What advice would you give someone who wants to mirror your success?
Develop tough skin and a lot of patience, it took me 25 years! Make sure you’re doing things for the right reasons and that you see the difference you’re making rather than oppressing people with your ideas simply because you think they’re better. If your idea isn’t embraced, it’s a sign from God that you’re moving the wrong way. That doesn’t mean it’s a stop sign, however. God gives us so many opportunities; even the worst experiences can make us stronger.

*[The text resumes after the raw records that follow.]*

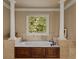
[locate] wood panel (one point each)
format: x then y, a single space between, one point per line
52 52
37 52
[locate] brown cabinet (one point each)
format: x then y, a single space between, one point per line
22 52
37 52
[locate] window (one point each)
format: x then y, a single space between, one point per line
37 25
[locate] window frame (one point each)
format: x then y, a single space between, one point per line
34 33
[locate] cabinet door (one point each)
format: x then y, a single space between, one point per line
53 52
21 52
38 52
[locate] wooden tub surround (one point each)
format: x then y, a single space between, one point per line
37 52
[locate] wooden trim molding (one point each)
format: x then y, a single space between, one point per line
39 9
6 5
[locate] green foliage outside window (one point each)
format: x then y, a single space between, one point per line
37 24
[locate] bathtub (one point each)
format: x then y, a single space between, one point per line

What is economic empowerment?
Economic empowerment is achieving self-sufficiency and not depending on others economically. You must have the self-awareness to know what you’re good at and what your purpose is to earn money, but then you must learn how to manage that money and overcome a mental state of poverty. Financial literacy along with self-awareness and emotional intelligence leads to economic empowerment but you can’t be financially literate without being emotionally intelligent. Good Mental Health is the first step to economic empowerment, not money.

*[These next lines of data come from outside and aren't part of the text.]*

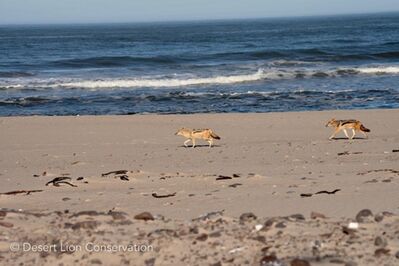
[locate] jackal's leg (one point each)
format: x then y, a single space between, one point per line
185 143
354 133
210 143
335 133
346 133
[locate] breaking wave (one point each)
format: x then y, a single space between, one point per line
261 75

How has the pandemic impacted Jamaica?
The government relies heavily on tourism, so Jamaica has been greatly impacted. We only have 4.2 million people on the island and our manufacturers, farmers, and service providers need customers to thrive. Tourism brings millions of more people to the island every year. Fortunately, Jamaica is united under the government and purchased all the fresh produce from farmers to distribute it to the communities in need. Jamaica was also one of the first countries to reopen its tourism industry this year. However, in true Jamaican style, we are resourceful and are finding solutions for doors to stay open.
What sense of purpose do you draw from your culture and community?
My purpose is drawn from God and my Jamaican culture, which is based on faith, we have the most churches per capita in the world! By seeing oppression and the effects of colonialism and classism firsthand, I’ve gained a unique perspective that drives my purpose. I’m thankful to the individuals in my life who have taught me the good and bad. I look forward to ensuring all people I encounter are empowered just like those who have empowered me. We need equity, not equality, and being exposed to so many religions and blended with all the cultures that make me Jamaican gives me the purpose that I am above no one and no one is above me. I am here to serve with civility for all.